Ocupo un pequeño apartamento en una callecita a la vuelta de Wardour Street. Wardour es el centro de negocios y de edición de cine y televisión en Londres y mi trabajo consiste en seguir las indicaciones de un director para asegurar una sola cosa: la fluidez narrativa y la perfección técnica de la película.
Película. La palabra misma indica la fragilidad de esos trocitos de "piel", ayer de nitrato de plata, hoy de acetato de celulosa que me paso el día digitalizando para lograr continuidad; eliminando, para evitar confusiones, fealdad o, lo peor, inexperiencia en los autores del film. La palabra inglesa quizás es mejor por ser más técnica o abstracta que la española. Film indica membrana, frágil piel, bruma, velo, opacidad. Lo he buscado en el diccionario a fin de evitar fantasías verbales y ceñirme a lo que film es en mi trabajo: un rollo flexible de celulosa y emulsión. Ya no: ahora se llama Beta Digital.
Sin embargo, si digo "película" en español no me alejo de la definición académica ("cinta de celuloide preparada para ser impresionada cinematográficamente") pero tampoco puedo (o quiero) separarme de una visión de la piel humana frágil, superficial, el delgado ropaje de la apariencia. La piel con la que nos presentamos ante la mirada de otros, ya que sin esa capa que nos cubre de pies a cabeza seríamos solamente una desparramada carnicería de vísceras perecederas, sin más armadura final que el esqueleto -la calavera. Lo que la muerte nos permite mostrarle a la eternidad. Alas, poor Yorick !
Mi trabajo ocupa la mayor parte de mi día. Tengo pocos amigos, por no decir, francamente, ninguno. Los británicos no son particularmente abiertos al extranjero. Y quizás -voy averiguando- no hay nación que dedique tantos y tan mayores sobrenombres despectivos al foreigner: dago, yid, frog, jerry, spik, hun, polack, russky…

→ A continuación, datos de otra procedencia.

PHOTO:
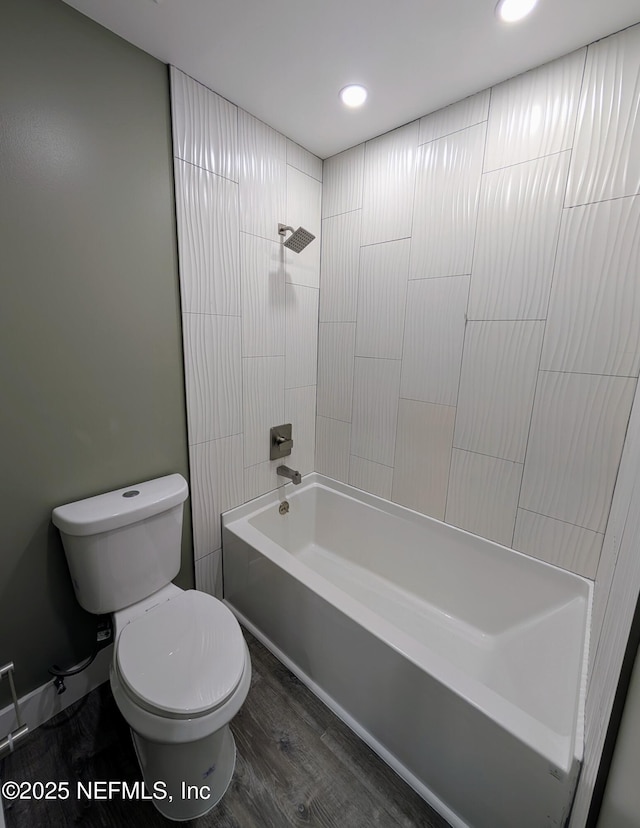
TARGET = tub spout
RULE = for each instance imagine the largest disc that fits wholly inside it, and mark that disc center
(285, 471)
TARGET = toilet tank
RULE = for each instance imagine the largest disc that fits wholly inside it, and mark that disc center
(123, 546)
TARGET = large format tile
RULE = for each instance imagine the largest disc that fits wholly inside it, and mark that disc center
(517, 237)
(483, 495)
(213, 376)
(423, 456)
(497, 384)
(577, 431)
(205, 126)
(207, 223)
(534, 114)
(606, 153)
(594, 312)
(448, 178)
(340, 266)
(375, 409)
(382, 296)
(433, 339)
(389, 177)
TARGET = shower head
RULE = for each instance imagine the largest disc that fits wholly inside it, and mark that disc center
(298, 239)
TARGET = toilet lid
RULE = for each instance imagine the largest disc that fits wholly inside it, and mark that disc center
(184, 657)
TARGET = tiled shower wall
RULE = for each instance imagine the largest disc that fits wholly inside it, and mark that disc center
(249, 306)
(479, 334)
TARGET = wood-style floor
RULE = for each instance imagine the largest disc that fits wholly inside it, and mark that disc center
(297, 765)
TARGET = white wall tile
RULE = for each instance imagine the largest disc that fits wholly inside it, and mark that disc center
(263, 297)
(343, 177)
(263, 404)
(447, 190)
(577, 431)
(332, 448)
(497, 384)
(263, 180)
(559, 543)
(304, 195)
(300, 411)
(336, 350)
(534, 114)
(468, 112)
(382, 296)
(207, 223)
(516, 240)
(216, 485)
(213, 376)
(594, 312)
(301, 336)
(606, 154)
(375, 409)
(205, 126)
(433, 338)
(423, 456)
(340, 265)
(370, 477)
(389, 179)
(303, 160)
(483, 495)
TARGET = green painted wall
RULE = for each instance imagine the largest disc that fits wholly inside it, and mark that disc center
(91, 371)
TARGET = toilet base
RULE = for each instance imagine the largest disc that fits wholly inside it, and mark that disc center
(187, 780)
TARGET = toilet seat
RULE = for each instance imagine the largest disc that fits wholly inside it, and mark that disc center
(183, 658)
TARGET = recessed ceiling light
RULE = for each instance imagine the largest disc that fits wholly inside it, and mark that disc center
(512, 10)
(353, 95)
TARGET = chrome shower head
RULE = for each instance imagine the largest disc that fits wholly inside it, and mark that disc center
(298, 239)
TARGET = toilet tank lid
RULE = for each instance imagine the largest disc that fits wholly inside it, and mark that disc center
(122, 507)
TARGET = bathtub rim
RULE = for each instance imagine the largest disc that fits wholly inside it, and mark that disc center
(561, 750)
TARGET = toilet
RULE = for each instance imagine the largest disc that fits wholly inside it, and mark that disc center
(181, 668)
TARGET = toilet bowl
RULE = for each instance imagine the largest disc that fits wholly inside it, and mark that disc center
(181, 668)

Yo me defiendo con mi apellido irlandés -O'Shea- hasta que me obligan a explicar que hay mucho nombre gaélico en Hispanoamérica. Estamos llenos de O'Higgins, O'Farrils, O'Reillys y Fogartys. Cierto, pude engañar a los isleños británicos haciéndome pasar por isleño vecino -irlandés-. No. Ser mexicano renegado es repugnante. Quiero ser aceptado como soy y por lo que soy. Lorenzo O'Shea, convertido por razones de facilidad laboral y familiaridad oficinesca en Larry O'Shea, mexicano descendiente de anglo-irlandeses emigrados a América desde el siglo XIX. Vine a los veinticuatro años a estudiar técnicas del cine en la Gran Bretaña con una beca y me fui quedando aquí, por costumbre, por inercia si ustedes prefieren, acaso debido a la ilusión de que en Inglaterra llegaría a ser alguien en el mundo del cine.

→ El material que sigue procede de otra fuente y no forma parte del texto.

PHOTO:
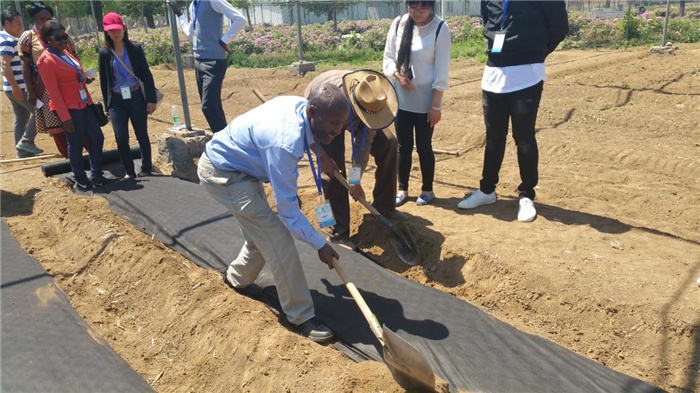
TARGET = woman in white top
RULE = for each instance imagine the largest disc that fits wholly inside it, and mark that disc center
(417, 59)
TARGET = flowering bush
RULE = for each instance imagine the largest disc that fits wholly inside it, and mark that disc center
(645, 28)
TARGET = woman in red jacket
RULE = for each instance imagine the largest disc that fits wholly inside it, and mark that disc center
(64, 80)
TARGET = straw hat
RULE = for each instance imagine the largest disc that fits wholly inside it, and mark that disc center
(372, 97)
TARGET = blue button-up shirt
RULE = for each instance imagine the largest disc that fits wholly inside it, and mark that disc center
(267, 143)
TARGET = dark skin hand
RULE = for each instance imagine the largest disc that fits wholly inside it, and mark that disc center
(68, 125)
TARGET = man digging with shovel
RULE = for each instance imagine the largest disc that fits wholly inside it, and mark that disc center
(266, 144)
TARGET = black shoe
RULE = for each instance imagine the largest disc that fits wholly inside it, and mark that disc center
(344, 241)
(314, 330)
(82, 186)
(253, 290)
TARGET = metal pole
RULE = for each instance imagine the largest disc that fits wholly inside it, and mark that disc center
(178, 65)
(97, 34)
(629, 16)
(301, 54)
(668, 11)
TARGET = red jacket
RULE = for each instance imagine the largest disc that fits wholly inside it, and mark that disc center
(62, 84)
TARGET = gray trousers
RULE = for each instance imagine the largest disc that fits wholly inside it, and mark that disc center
(25, 126)
(210, 76)
(267, 239)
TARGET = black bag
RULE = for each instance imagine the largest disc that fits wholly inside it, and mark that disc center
(100, 113)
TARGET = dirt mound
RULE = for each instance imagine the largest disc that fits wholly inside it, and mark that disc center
(608, 268)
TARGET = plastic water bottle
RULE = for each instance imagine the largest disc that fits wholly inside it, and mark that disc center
(176, 117)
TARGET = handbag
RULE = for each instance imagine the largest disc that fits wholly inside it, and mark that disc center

No medí el desafío. No me di cuenta hasta muy tarde, al cumplir los treinta y tres que hoy tengo, de la competencia implacable que reina en el mundo del cine y la televisión. Mi carácter huraño, mi origen extranjero, acaso una abulia desagradable de admitir, me encadenaron a una mesa de edición y a una vida solitaria porque, por partes idénticas, no quería ser parte del party, vida de pubs y deportes y fascinación por los royals y sus ires y venires… Quería reservarme la libre soledad de la mirada tras nueve horas pegado a la AVID.

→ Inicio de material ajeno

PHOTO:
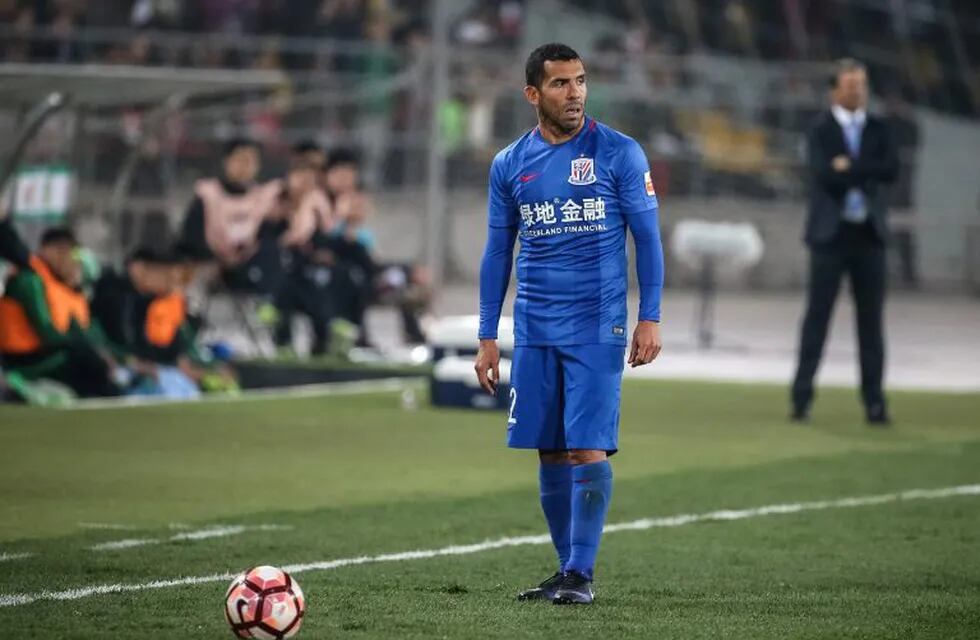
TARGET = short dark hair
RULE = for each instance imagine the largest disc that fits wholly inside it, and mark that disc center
(152, 255)
(307, 145)
(534, 68)
(842, 66)
(342, 156)
(58, 235)
(233, 145)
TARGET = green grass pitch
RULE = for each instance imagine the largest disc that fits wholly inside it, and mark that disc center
(342, 477)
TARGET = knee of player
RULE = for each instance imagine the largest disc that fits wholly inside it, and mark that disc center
(586, 456)
(553, 457)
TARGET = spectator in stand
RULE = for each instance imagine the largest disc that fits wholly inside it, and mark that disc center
(306, 217)
(229, 221)
(364, 281)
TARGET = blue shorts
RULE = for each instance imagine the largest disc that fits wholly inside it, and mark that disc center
(565, 397)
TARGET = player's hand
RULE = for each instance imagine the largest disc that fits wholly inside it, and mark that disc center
(488, 366)
(646, 343)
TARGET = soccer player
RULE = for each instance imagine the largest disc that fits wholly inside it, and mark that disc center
(569, 188)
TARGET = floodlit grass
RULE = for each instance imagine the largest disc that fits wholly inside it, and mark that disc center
(352, 476)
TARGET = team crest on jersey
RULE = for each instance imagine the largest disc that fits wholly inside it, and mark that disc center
(583, 171)
(648, 182)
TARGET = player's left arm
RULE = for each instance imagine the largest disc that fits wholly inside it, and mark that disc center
(638, 202)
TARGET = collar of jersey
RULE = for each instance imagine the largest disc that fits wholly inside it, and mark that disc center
(585, 126)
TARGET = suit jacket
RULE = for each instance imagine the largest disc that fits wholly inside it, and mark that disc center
(875, 167)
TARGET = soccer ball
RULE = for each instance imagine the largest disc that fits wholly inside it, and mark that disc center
(264, 602)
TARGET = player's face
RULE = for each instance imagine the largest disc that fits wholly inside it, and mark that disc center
(242, 165)
(851, 91)
(560, 100)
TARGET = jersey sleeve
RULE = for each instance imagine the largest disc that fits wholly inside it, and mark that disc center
(501, 206)
(633, 181)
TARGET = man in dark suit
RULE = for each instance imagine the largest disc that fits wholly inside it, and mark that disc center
(851, 161)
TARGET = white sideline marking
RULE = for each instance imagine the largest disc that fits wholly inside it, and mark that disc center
(6, 557)
(724, 515)
(108, 525)
(381, 385)
(219, 531)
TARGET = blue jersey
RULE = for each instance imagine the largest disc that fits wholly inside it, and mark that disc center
(570, 203)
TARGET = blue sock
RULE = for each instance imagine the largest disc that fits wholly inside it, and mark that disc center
(556, 502)
(591, 492)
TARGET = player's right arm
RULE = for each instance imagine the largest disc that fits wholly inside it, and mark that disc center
(498, 257)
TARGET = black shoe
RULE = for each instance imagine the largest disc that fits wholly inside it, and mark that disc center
(574, 589)
(544, 591)
(877, 416)
(800, 415)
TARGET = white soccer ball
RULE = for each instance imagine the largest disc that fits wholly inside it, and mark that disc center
(264, 602)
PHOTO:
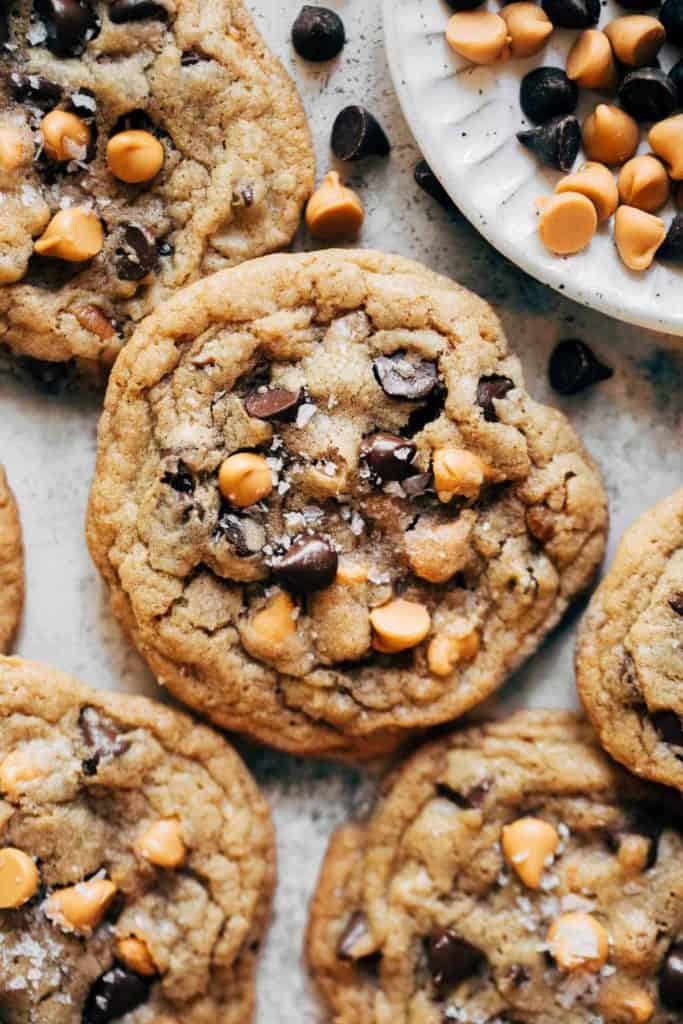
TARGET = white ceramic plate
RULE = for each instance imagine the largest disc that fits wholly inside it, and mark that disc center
(465, 120)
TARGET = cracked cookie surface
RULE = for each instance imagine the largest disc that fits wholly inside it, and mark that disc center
(11, 565)
(630, 648)
(136, 860)
(210, 101)
(509, 873)
(326, 506)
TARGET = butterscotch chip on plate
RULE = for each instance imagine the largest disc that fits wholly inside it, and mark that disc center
(301, 606)
(136, 859)
(630, 654)
(507, 872)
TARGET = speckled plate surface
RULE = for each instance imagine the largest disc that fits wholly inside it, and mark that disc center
(465, 120)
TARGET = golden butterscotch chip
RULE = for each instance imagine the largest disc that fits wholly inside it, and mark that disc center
(334, 211)
(18, 878)
(567, 222)
(479, 36)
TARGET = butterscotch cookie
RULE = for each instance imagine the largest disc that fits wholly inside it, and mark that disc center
(630, 649)
(11, 565)
(136, 860)
(509, 873)
(142, 144)
(326, 506)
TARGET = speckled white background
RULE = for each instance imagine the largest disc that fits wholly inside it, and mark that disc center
(633, 425)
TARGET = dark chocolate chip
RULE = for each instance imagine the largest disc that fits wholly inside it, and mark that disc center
(70, 25)
(114, 994)
(572, 367)
(273, 403)
(388, 457)
(647, 94)
(136, 10)
(308, 565)
(401, 377)
(488, 389)
(137, 255)
(317, 34)
(671, 978)
(546, 93)
(451, 958)
(356, 133)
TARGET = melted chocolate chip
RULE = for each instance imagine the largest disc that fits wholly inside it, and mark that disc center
(401, 377)
(489, 388)
(308, 565)
(388, 457)
(273, 403)
(114, 994)
(451, 958)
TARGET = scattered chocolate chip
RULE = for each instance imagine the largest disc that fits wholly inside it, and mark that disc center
(137, 255)
(671, 978)
(308, 565)
(488, 389)
(114, 994)
(70, 25)
(317, 34)
(572, 367)
(451, 958)
(356, 133)
(388, 457)
(555, 143)
(546, 93)
(273, 403)
(402, 377)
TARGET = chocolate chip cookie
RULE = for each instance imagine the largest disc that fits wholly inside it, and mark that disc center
(326, 506)
(136, 860)
(11, 565)
(630, 649)
(142, 144)
(509, 873)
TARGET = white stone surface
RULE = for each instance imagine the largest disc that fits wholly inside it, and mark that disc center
(633, 425)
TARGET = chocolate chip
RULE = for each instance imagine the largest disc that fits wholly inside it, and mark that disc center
(273, 403)
(555, 143)
(451, 958)
(573, 367)
(546, 93)
(135, 10)
(309, 564)
(137, 255)
(317, 34)
(114, 994)
(70, 25)
(356, 133)
(388, 457)
(671, 978)
(402, 377)
(491, 388)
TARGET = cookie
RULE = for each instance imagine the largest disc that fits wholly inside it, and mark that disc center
(326, 506)
(136, 863)
(142, 144)
(508, 873)
(630, 648)
(11, 565)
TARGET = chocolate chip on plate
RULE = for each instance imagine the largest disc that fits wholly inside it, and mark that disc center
(573, 367)
(402, 377)
(356, 133)
(546, 93)
(388, 456)
(648, 94)
(273, 403)
(317, 34)
(114, 994)
(308, 565)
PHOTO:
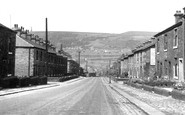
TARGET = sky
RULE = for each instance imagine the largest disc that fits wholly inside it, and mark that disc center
(107, 16)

Por la misma razón evito ir al cine. Eso sería lo que aquí llaman "la vacación del conductor de autobús" -busman's holiday -, o sea repetir en el ocio lo mismo que se hace en el trabajo.
De allí también -estoy poniendo todas mis cartas sobre la mesa, curioso lector, no quiero sorprender a nadie más de lo que me he engañado y sorprendido a mí mismo- mi preferencia por el teatro. No hay otra ciudad del mundo que ofrezca la cantidad y calidad del teatro londinense. Voy a un espectáculo por lo menos dos veces a la semana. Prácticamente gasto mi sueldo, la parte que emplearía en cines, viajes, restoranes, en comprar entradas de teatro. Me he vuelto insaciable. La escena me proporciona la distancia viva que requiere mi espíritu (que exigen mis ojos). Estoy allí pero me separa de la escena la ilusión misma. Soy la "cuarta pared" del escenario. La actuación es en vivo. Un actor de teatro me libera de la esclavitud de la imagen filmada, intangible, siempre la misma, editada, cortada, recortada e incluso eliminada, pero siempre la misma. En cambio, no hay dos representaciones teatrales idénticas. A veces repito cuatro veces una representación sólo para anotar las diferencias, grandes o pequeñas, de la actuación. Aún no encuentro un actor que no varíe día con día la interpretación. La afina. La perfecciona. La transforma. La disminuye porque ya se aburrió. Quizás esté pensando en otra cosa. Pongo atención a los actores que miran a otro actor, pero también a los que no hacen debido contacto visual con sus compañeros de escena. Me imagino las vidas personales que los actores deben dejar atrás, abandonadas, en el camerino, o la indeseada invasión de la privacidad en el escenario. ¿Quién dijo que la única obligación de un actor antes de entrar en escena es haber orinado y asegurarse de que tiene cerrada la bragueta?
El canon shakespeariano, Ibsen, Strindberg, Chejov, O'Neill y Miller, Pinter y Stoppard. Ellos son mi vida personal, la más intensa, fuera del tedio oficinesco. Ellos me elevan, nutren, emocionan. Ellos me hacen creer que no vivo en balde . Regreso del teatro a mi pequeño apartamento -salón, recámara, baño, cocina- con la sensación de haber vivido intensamente a través de Electra o Coriolano , de Willy Loman o la señorita Julia , sin necesidad de otra compañía. Esto me da fuerzas para levantarme al día siguiente y marchar a la oficina. Estoy a un paso de Wardour Street. Pero también soy vecino de la gran avenida de los teatros, Shaftesbury Avenue. Es un territorio perfecto para un paseante solitario como yo. Una nación pequeña, bien circunscrita, a la mano. No necesito, para vivir, tomar jamás un transporte público.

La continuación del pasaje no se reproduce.